This repository contains experiments comparing the accuracy of open source Finnish part-of-speech taggers and lemmatization algorihtms.
- spaCy 3.3.0
- Experimental Finnish model for spaCy 0.10.0b1
- FinnPos git commit 81c1f735 (Oct 2019)
- Simplemma 0.6.0
- Stanza 1.4.0
- Trankit 1.1.1
- Turku neural parser pipeline git commit 8c9425dd (Jan 2022)
- UDPipe (through spacy-udpipe 1.0.0)
- UralicNLP 1.3.0
- libvoikko 4.3.1 and Python voikko module 0.5
- FinnTreeBank 1 v1: randomly sampled subset of about 1000 sentences
- FinnTreeBank 2: news, Sofie and Wikipedia subsets
- UD_Finnish-TDT r2.9: the testset
Install dependencies:
- Python 3.9
- libvoikko with Finnish morphology data files
- clang (or other C++ compiler)
- Dependencies needed to compile FinnPos and cg3
Setup git submodules, create a Python 3.9 (must be 3.9 because the Turku parser is incompatible with more recent Python versions) virtual environment and download test data and models by running the following commands:
git submodule init
git submodule update
python3.9 -m venv venv
source venv/bin/activate
pip install wheel
pip install -r requirements.txt
./download_data.sh
./download_models.sh
./run.sh
The numerical results will be saved in results/evaluation.csv, POS and lemma errors made by each model will be saved in results/errorcases, and plots will be saved in results/images.
Lemmatization error rates (proportion of tokens where the predicted lemma differs from the ground truth lemma) for the tested algorithms on the test datasets.
Execution duration as a function of the average (over datasets) error rate.
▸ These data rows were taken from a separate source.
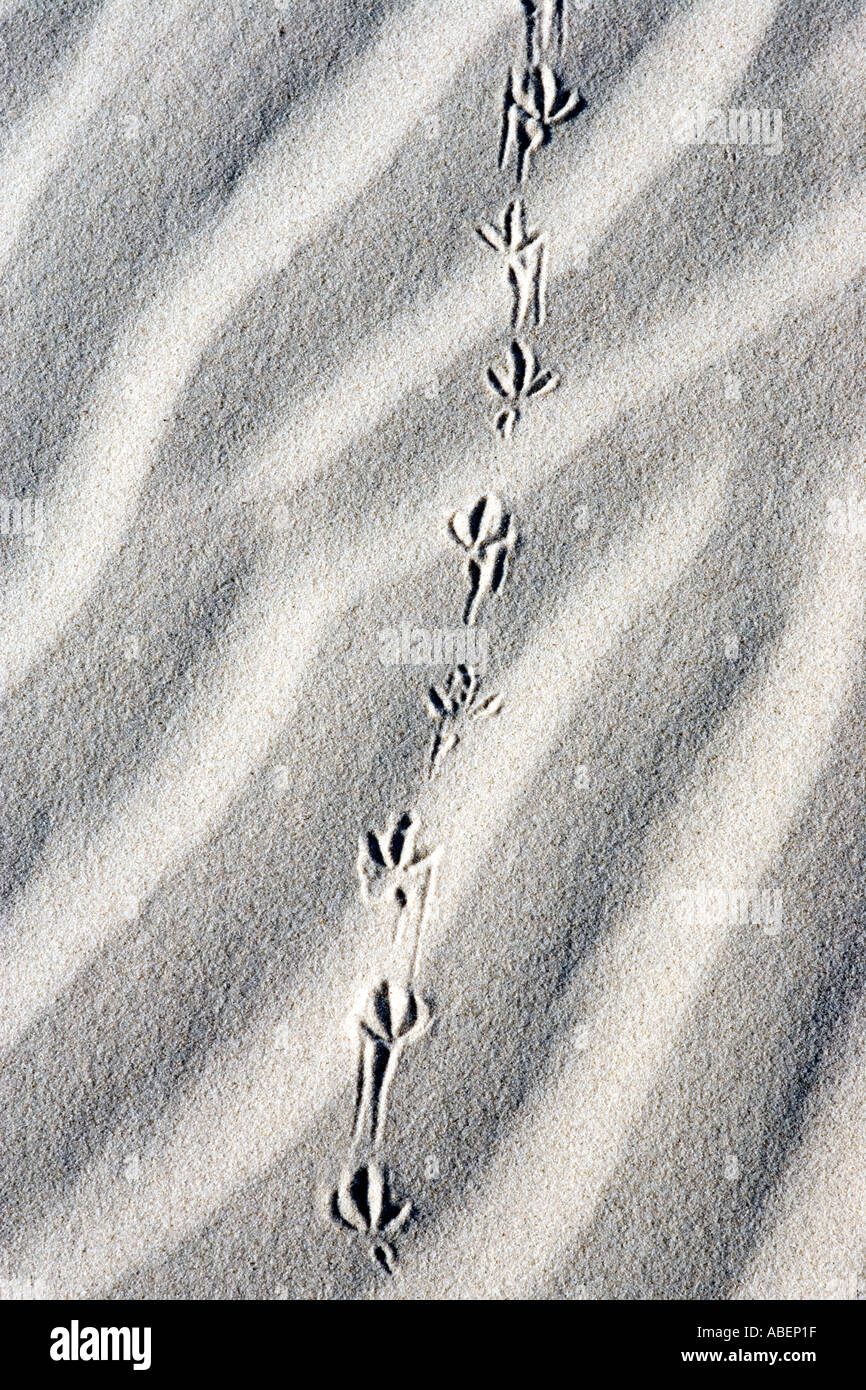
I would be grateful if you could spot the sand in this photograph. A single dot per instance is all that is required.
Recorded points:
(288, 370)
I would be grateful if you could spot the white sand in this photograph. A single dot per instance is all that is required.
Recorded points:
(248, 328)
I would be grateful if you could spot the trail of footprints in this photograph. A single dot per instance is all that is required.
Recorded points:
(398, 877)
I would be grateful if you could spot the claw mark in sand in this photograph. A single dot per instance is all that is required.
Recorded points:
(526, 262)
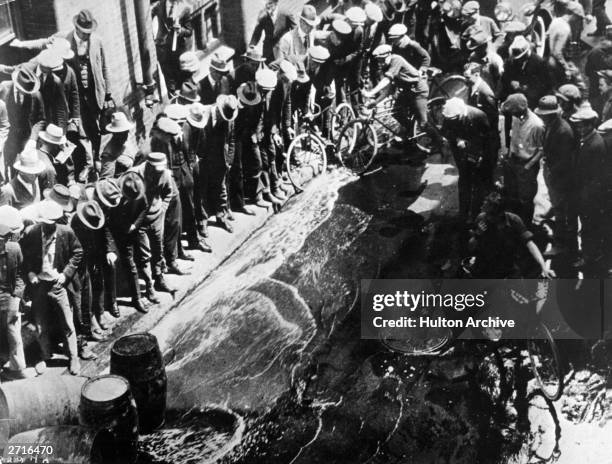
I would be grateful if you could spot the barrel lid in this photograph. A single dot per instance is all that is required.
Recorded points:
(105, 388)
(135, 344)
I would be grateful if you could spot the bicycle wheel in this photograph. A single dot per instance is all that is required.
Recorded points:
(306, 158)
(357, 145)
(343, 114)
(546, 364)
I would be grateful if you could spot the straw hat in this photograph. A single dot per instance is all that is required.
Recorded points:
(119, 123)
(25, 80)
(60, 194)
(198, 116)
(90, 213)
(10, 220)
(29, 162)
(85, 22)
(248, 94)
(53, 135)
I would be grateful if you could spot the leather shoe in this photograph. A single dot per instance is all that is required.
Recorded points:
(161, 286)
(185, 257)
(201, 245)
(139, 306)
(174, 269)
(151, 296)
(75, 367)
(224, 224)
(244, 210)
(86, 354)
(114, 311)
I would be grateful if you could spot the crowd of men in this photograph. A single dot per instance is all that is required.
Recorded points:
(79, 197)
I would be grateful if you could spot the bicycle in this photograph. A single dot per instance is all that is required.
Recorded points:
(361, 139)
(307, 154)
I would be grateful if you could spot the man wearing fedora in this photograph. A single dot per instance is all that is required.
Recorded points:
(194, 147)
(174, 36)
(272, 24)
(24, 108)
(217, 82)
(296, 42)
(11, 293)
(119, 153)
(180, 215)
(159, 192)
(90, 65)
(247, 148)
(23, 189)
(559, 149)
(220, 143)
(86, 224)
(124, 223)
(592, 173)
(51, 257)
(252, 62)
(481, 96)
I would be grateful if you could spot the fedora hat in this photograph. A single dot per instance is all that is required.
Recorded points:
(108, 192)
(90, 214)
(198, 115)
(248, 94)
(10, 220)
(189, 62)
(51, 59)
(176, 112)
(219, 64)
(85, 22)
(119, 123)
(25, 80)
(63, 47)
(29, 162)
(309, 15)
(132, 186)
(227, 106)
(60, 194)
(253, 55)
(189, 92)
(49, 212)
(53, 134)
(548, 104)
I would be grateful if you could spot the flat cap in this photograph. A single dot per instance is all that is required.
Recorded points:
(397, 30)
(382, 50)
(341, 27)
(569, 92)
(318, 53)
(470, 7)
(169, 126)
(356, 15)
(373, 12)
(514, 103)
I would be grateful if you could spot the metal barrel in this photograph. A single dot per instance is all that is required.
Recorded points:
(107, 404)
(43, 401)
(137, 357)
(63, 444)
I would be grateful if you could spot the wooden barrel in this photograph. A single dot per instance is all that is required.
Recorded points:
(137, 357)
(107, 403)
(64, 444)
(43, 401)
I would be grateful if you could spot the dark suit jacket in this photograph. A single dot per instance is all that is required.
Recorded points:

Lower values are better on both axes. Notice that the Y-axis is on log scale.
The execution duration is measured as a batched evaluation (a batch contains all sentences from one dataset) on a 4 core CPU. Turku neural parser and StanfordNLP can be run on a GPU which most likely improves their performance, but I haven't tested that.
Part-of-speech error rates for the tested algorithms.
Note that FinnPos and Voikko do not make a distinction between auxiliary and main verbs and therefore their performance suffers by 4-5% in this evaluation as they mispredict all AUX tags as VERBs.
Execution duration as a function of the average error rate.
Comparing spacy-fi and StanfordNLP results, it seems that increasing the computational effort about 100-fold seems to improve the accuracy only by a small amount.